European Space Agency's Goce satellite falls to Earth
- Published
The European Space Agency's (Esa) Goce satellite has re-entered the Earth's atmosphere, burning up in the process.
US tracking data suggests any surviving debris fell into the South Atlantic, just off the tip of South America, south of the Falkland Islands.
Dubbed the "Ferrari of space" because of its sleek looks, Goce is the first Esa mission to make an uncontrolled re-entry in more than 25 years.
The gravity mapping probe's plunge was inevitable once it ran out of fuel.
The mission was operating in an extremely low orbit - at 224km altitude, the lowest of any scientific satellite - and needed to constantly thrust an electric engine to stay aloft, but last month its reserves of xenon fuel were exhausted.
Pre-return modelling had indicated that perhaps a fifth to a quarter of Goce's one-tonne mass could have endured the fiery fall through the atmosphere.
Its sophisticated gradiometer - the instrument used to make gravity measurements - incorporated composite materials which were expected to ride out the destructive forces that would ordinarily incinerate traditional components.
Tracking project
The Inter-Agency Space Debris Coordination Committee - the global forum on "space junk" - chose Goce as its special study project for 2013. This meant a large number of tracking and surveillance facilities around the world were activated to monitor the satellite's descent to Earth.
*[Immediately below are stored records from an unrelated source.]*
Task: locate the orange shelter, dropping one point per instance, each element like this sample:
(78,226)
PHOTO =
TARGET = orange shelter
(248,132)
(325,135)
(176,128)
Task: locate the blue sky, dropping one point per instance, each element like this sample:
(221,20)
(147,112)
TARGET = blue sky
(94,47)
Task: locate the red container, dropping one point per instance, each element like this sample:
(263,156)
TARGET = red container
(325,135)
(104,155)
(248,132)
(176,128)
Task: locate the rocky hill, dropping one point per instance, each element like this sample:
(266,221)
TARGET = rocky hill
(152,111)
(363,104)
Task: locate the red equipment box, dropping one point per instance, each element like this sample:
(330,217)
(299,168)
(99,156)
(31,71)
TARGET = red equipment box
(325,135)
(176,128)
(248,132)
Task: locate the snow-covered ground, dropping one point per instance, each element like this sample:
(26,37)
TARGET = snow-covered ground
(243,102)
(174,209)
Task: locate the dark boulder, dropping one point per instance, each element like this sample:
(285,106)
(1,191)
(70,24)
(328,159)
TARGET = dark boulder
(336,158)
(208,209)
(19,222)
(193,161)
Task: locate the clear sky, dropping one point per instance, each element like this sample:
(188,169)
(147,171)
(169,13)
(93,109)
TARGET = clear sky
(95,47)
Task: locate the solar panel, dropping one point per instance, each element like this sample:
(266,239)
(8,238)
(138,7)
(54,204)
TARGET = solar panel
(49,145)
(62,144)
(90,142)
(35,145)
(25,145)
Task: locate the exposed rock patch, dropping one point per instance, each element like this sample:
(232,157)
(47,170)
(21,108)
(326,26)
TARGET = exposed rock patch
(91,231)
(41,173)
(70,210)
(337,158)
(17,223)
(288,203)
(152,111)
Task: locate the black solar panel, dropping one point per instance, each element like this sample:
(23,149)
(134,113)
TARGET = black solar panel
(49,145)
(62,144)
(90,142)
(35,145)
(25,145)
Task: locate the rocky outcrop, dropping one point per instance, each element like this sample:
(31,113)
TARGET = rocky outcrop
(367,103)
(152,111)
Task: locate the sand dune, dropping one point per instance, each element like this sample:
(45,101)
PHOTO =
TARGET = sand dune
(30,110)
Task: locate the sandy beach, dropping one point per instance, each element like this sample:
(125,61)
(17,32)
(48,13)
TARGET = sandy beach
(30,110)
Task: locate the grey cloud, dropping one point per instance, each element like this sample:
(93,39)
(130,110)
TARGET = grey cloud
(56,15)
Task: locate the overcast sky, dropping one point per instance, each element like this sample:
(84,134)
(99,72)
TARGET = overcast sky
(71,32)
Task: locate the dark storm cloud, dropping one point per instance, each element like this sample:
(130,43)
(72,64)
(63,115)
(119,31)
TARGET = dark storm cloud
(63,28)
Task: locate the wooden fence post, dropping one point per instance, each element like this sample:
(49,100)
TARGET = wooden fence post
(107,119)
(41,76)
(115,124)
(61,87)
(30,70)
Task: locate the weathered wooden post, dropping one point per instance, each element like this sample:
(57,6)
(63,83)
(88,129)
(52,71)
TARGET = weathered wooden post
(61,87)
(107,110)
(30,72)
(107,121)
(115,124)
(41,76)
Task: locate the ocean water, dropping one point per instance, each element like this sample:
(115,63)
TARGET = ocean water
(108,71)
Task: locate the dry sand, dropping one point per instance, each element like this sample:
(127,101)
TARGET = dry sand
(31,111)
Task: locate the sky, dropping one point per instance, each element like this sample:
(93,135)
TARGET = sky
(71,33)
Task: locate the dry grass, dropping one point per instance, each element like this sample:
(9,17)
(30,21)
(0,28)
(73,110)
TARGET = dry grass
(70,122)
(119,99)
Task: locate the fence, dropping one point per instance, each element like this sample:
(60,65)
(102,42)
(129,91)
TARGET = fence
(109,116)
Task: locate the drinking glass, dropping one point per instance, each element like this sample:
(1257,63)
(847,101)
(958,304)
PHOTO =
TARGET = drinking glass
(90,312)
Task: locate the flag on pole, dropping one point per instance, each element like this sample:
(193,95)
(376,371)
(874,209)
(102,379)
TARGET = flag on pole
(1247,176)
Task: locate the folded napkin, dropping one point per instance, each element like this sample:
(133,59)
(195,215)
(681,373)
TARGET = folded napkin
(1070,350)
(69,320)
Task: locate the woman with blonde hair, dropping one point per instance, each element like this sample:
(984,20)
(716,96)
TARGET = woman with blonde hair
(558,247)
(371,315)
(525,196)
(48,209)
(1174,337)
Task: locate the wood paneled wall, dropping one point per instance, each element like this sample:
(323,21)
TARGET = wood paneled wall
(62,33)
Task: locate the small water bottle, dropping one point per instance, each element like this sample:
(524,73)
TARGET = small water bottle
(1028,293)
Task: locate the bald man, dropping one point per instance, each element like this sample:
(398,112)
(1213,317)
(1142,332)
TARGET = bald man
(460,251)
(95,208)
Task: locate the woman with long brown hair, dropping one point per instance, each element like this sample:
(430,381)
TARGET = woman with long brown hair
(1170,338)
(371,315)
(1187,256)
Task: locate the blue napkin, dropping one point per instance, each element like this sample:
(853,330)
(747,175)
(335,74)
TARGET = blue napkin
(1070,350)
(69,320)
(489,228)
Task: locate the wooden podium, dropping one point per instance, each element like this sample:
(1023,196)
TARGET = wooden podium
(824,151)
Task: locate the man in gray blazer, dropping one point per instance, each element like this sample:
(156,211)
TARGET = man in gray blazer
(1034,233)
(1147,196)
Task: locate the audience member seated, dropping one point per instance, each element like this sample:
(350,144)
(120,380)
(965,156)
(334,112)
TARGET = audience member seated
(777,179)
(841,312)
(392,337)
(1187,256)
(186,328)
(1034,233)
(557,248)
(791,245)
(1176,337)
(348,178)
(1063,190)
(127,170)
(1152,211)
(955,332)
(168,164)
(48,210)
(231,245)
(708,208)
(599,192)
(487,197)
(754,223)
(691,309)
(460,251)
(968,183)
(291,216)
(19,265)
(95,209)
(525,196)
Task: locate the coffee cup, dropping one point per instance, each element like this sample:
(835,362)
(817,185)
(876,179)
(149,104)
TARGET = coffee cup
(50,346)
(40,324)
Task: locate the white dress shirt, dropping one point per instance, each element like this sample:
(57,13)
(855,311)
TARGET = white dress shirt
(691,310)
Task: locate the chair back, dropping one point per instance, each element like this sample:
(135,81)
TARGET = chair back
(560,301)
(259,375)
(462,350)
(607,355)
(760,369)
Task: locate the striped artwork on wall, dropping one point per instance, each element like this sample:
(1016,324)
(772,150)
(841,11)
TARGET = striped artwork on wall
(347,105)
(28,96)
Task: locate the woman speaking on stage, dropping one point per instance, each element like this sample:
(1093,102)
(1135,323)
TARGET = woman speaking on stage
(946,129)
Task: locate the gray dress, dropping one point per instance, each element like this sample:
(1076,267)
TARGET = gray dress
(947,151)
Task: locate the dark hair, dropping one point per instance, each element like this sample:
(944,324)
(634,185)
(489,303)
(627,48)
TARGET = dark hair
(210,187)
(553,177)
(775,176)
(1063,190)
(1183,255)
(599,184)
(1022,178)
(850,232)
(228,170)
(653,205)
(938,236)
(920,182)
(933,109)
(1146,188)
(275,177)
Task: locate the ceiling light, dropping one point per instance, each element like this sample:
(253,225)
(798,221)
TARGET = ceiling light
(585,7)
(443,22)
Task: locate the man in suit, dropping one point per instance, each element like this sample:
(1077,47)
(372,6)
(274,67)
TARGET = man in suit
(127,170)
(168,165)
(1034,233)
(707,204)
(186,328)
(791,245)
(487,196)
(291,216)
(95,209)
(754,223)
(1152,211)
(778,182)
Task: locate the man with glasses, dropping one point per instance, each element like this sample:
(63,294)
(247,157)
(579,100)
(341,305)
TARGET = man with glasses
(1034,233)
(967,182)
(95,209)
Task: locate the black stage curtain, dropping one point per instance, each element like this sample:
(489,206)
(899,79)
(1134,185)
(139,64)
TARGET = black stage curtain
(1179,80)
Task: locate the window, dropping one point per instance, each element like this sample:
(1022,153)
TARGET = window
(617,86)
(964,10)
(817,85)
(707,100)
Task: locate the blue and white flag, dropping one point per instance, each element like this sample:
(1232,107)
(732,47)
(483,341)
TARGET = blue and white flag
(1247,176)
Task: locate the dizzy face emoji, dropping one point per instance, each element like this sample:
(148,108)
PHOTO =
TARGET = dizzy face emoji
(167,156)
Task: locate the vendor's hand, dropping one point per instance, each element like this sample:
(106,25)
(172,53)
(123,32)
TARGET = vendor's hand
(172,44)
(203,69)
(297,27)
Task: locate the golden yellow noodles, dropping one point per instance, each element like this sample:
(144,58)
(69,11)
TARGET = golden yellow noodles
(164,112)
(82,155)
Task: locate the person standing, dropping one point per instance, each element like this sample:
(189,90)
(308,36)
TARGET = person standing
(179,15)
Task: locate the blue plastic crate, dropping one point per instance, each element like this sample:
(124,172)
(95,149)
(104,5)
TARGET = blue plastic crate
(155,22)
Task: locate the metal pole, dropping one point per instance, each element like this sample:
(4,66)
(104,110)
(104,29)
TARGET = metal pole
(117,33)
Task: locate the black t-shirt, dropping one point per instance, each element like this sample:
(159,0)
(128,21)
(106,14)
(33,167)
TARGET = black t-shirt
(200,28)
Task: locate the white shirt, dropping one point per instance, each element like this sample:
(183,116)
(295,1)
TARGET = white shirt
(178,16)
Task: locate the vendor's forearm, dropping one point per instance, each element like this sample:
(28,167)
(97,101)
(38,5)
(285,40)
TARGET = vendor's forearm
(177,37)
A signal from Goce was last acquired at 22:42 GMT on Sunday as it passed 121km (75 miles) above Antarctica. Data from the United States Strategic Command (USSTRATCOM) indicated that re-entry occurred a little over one orbit of the Earth later, with the spacecraft starting to break up at 00:16 GMT on Monday at an altitude of about 80km.
This would have put any debris fall in the South Atlantic just east of Tierra Del Fuego.
"Goce survived for a few minutes longer than we expected - but since re-entries are difficult to predict, this is not very surprising," Holger Krag from Esa's Space Debris Office told BBC News.
Goce's slender, fin-shaped construction, combined with its magnetic attitude-control system, maintained a stable orientation until very late in the descent. Engineers monitoring the last hours of the satellite from Europe's Space Operations Centre in Darmstadt, Germany, observed Goce to keep a straight-on approach as it dipped deeper and deeper into the atmosphere.
"This was due to the shape of Goce, which was designed in such a way that it was aerodynamically stabilised," said Dr Krag.
Statistics show that there is typically at least one piece of tracked space "junk" re-entering the Earth's atmosphere every day; with, on average, one intact defunct spacecraft or old rocket body coming back every week.
Esa's last mission to make an uncontrolled re-entry was the magnetosphere explorer Isee-2, which came back in 1987.
The agency does, however, regularly manage controlled re-entries. Its space station freighter, the Automated Transfer Vehicle, can weigh some 13 tonnes when it comes back to Earth.
It has fuel and thrusters to direct its destructive dive towards the vast and uninhabited waters of the Southern Ocean, east of New Zealand.
Goce (Gravity Field and Steady-State Ocean Circulation Explorer) was launched in 2009 as part of a series of innovative environmental research satellites.
Its super-sensitive gradiometer was used to detect the tiny variations in the pull of gravity across the surface of the Earth.
Its maps have very broad applications. The data is a key reference in civil engineering for relating heights measured at widely separated locations, and for the computer models that need to understand how the oceans move to forecast future changes in climate.